Ron Lechien. My USGP story
Eric Johnson
Era il 18 giugno dell’89. All’Hollister Hills Park, in California, si correva il settimo round del Mondiale di Motocross classe 500. The Dogger fu inarrivabile.
Durante un arco di sei anni il Gran Premio degli Stati Uniti di Motocross suscitò in Ron Lechien un rapporto di amore e odio. E, per dirla tutta, al di là della cilindrata con cui aveva combattuto queste sei battaglie, questo sentimento contrastante aveva le sue buone ragioni. All’inizio fu tutto rose e champagne quando, all’età di 17anni da rookie della classe 250, Lechien con un secondo e un primo posto di manche vinse in maniera convincente l’ottavo round del Mondiale Cross 250 dell’84 sulla pista di Unadilla Valley (Stato di New York). Fu il più giovane pilota della storia a riuscire in un’impresa simile, un risultato notevole per l’ufficiale Honda di El Cajion (California). Tuttavia, da quel giorno, come per diverse altre faccende che ne caratterizzarono la carriera, le performance di The Dogger agli USGP nel corso dei quattro anni a venire passarono lentamente nel dimenticatoio.
Nell’85 si schierò dietro il cancello del Gran Premio degli Stati Uniti classe 500 disputatosi a Carlsbad e dopo un brillante primo giro, che lo vide sverniciare i contendenti al titolo Mondiale, Eric Geboers e Dave Thorpe, prendendosi pure un largo margine di vantaggio, Lechien e la sua potente Honda si schiantarono nel corso del terzo giro. La sua gara finì lì e non fu nemmeno in grado di schierarsi al via della seconda manche.
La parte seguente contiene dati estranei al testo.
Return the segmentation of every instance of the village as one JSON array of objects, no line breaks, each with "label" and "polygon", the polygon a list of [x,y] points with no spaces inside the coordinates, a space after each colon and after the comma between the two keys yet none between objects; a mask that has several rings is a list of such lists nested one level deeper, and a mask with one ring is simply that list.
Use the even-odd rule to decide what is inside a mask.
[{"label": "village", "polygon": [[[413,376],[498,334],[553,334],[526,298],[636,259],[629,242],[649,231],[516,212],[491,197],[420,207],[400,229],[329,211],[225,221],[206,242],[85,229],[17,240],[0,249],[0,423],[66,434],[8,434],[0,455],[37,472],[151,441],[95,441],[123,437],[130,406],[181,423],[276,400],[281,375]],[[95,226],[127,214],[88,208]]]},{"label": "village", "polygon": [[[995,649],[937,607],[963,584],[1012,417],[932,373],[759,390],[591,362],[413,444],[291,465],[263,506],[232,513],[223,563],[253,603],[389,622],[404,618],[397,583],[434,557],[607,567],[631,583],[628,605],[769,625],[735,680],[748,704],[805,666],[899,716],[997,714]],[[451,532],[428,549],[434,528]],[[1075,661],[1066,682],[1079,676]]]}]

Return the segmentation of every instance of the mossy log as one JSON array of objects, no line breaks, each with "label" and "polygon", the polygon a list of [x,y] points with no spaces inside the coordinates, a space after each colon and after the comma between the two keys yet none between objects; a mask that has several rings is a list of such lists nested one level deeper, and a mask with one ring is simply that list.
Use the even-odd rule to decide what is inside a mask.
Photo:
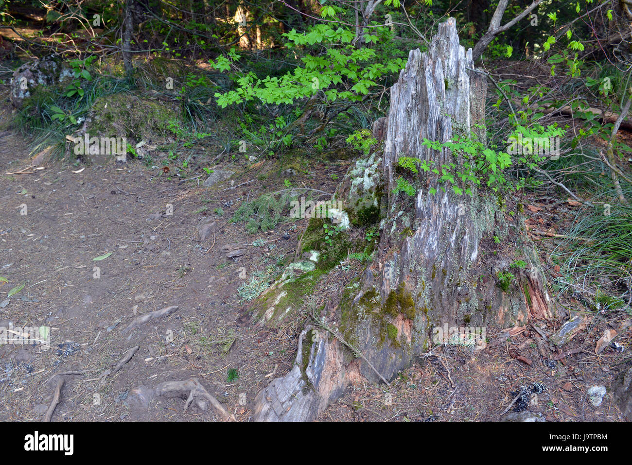
[{"label": "mossy log", "polygon": [[[463,162],[447,148],[423,145],[424,138],[485,140],[486,90],[453,18],[440,25],[427,52],[410,52],[391,88],[388,116],[372,128],[380,143],[371,160],[379,163],[382,184],[375,190],[383,193],[374,258],[321,311],[331,332],[313,341],[308,330],[301,334],[294,368],[260,394],[253,420],[311,420],[355,379],[392,380],[437,342],[434,329],[511,327],[550,317],[533,245],[521,215],[503,211],[505,199],[476,188],[458,195],[422,170],[414,196],[394,192],[402,156]],[[523,263],[512,267],[516,260]]]}]

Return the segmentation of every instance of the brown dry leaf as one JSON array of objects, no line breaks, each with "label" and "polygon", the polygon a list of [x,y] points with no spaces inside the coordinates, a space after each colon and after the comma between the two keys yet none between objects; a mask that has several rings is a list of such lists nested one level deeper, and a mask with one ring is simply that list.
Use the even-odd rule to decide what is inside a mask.
[{"label": "brown dry leaf", "polygon": [[611,341],[617,335],[617,332],[614,329],[607,329],[604,331],[604,335],[597,341],[597,346],[595,347],[595,353],[600,354],[605,347],[610,345]]},{"label": "brown dry leaf", "polygon": [[514,326],[509,330],[509,335],[514,336],[516,334],[520,334],[524,332],[525,328],[525,327],[524,326]]}]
Sempre a Carlsbad e sempre in occasione dell’USGP, ma questa volta era il 1986 e al posto di una Honda si presentò con una Kawasaki, Lechien non riuscì a concludere una manche. Un giorno davvero da dimenticare. Spedito a Steel City da Kawasaki a fine estate ’87 per correre l’USGP classe 125, Lechien si addormentò praticamente durante le prove del sabato e quando si presentò in gara la domenica fu rispedito a casa di filata dalla FIM: niente prove il sabato, niente gara la domenica il verdetto dell’Internazionale. Ron lasciò Pittsburg un’ora prima del via della prima manche.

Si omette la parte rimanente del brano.